Electric vehicles’ benefits to reducing carbon emission compared to regular gas powered cars are virtually non-existent. A new report in USA Today points out that, contrary to popular views perpetuated by “green” activists, electric cars cost taxpayers a fortune and do little to cut CO2. After all, an electric car “shifts emissions to electricity production, with most coming from fossil fuels (meaning coal).

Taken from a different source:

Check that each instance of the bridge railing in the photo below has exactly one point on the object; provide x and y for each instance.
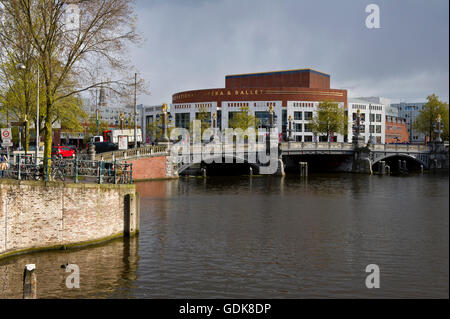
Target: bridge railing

For example, over a Nissan Leaf’s 90,000-mile lifetime it will emit about 31 metric tons of CO2. That’s based on emissions from its production, electricity consumption at average U.S. fuel mix and its ultimate scrapping. USA Today reports that a comparable diesel Mercedes CDI A160 “over a similar lifetime will emit 3 tons more across its production, diesel consumption and ultimate scrapping.” Similarly, a top-line Tesla car will emit about 44 tons with a similar Audi A7 Quattro coming in at 5 tons less.
The electric car preforms slightly better in both match-ups. However, it’s not enough to make a difference especially when one considers the cost of electric cars (via tax breaks) to taxpayers. USA Today,
Avoiding 3 tons of CO2 would cost less than $27 on Europe’s emissions trading market. The annual benefit is about the cost of a cup of coffee. Yet U.S. taxpayers spend up to $7,500 in tax breaks for less than $27 of climate benefits. That’s a bad deal.

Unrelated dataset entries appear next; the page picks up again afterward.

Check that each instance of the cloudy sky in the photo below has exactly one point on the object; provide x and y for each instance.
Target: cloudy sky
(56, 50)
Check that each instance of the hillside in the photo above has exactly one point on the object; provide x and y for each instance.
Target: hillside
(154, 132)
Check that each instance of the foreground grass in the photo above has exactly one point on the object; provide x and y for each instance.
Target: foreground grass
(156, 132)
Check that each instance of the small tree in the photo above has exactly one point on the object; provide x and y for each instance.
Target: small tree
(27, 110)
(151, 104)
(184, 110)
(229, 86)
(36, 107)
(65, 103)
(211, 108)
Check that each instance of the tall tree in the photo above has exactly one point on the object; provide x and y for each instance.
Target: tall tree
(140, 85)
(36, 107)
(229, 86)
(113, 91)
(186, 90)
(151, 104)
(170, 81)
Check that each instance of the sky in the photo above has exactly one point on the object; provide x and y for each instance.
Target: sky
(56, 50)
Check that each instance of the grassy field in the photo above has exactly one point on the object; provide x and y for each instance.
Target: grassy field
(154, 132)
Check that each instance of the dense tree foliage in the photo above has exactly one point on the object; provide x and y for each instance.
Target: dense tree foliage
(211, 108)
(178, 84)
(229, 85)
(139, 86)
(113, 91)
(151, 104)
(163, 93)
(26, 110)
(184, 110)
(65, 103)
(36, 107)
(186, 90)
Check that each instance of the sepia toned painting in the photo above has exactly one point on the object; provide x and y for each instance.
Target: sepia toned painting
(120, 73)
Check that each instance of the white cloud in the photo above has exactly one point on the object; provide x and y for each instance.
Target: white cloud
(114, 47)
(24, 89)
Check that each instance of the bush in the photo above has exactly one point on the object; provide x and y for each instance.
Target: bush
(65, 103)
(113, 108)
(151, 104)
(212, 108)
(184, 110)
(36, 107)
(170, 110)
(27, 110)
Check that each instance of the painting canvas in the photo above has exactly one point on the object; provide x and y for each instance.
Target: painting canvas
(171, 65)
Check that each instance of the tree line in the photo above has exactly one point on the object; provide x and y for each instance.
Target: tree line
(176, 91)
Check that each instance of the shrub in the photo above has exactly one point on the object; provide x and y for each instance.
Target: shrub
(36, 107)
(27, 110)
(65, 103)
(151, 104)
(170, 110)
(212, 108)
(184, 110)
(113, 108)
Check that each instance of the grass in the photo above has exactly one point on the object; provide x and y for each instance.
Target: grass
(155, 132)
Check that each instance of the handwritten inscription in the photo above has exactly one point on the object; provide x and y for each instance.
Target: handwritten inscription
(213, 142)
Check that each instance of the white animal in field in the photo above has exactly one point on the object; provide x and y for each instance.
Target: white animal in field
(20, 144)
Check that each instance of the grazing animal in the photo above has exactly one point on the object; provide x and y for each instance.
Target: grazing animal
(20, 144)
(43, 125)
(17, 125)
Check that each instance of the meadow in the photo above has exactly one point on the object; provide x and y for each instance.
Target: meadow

Moreover, according to new research from the National Academy of Science, coal-fired power pollutes a lot more than gasoline cars closer to home. In other words, the idea that electric cars lower air pollution because the coal emissions on which they depend are far away from city centers where most people live and damage from air pollution hits hardest is—simply put—ridiculous in the bigger picture.

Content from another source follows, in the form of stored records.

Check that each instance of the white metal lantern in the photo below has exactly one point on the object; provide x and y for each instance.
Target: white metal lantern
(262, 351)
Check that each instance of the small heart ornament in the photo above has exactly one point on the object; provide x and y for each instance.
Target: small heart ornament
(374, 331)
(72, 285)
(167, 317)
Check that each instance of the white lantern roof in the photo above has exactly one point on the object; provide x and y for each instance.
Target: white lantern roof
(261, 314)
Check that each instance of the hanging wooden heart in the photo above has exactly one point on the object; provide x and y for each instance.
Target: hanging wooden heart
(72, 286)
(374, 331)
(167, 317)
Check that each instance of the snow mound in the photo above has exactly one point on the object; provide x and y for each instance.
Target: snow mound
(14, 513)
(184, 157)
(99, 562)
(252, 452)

Yet, despite the evidence, Jay Inslee still wants to spend a few million taxpayer dollars attempting to get more electric vehicles on the road through a scheme that’s already proven ineffective. Our green governor would like to extend the tax breaks for purchases of electric vehicles, which is set to expire this year. And, he would also like taxpayers to subsidize the installation of rapid-charging stations for private firms to operate and the ferry fares and tolls of electric car drivers.
As Shift reported, the incentives are unnecessary, favor mainly the wealthy, and are costly to the state’s taxpayers. Additionally, many of these incentives have failed in other states. Now we know that not only are the incentives of achieving the goal (more electric cars on the road) detrimental to taxpayers, but the goal itself is useless for reducing carbon emissions.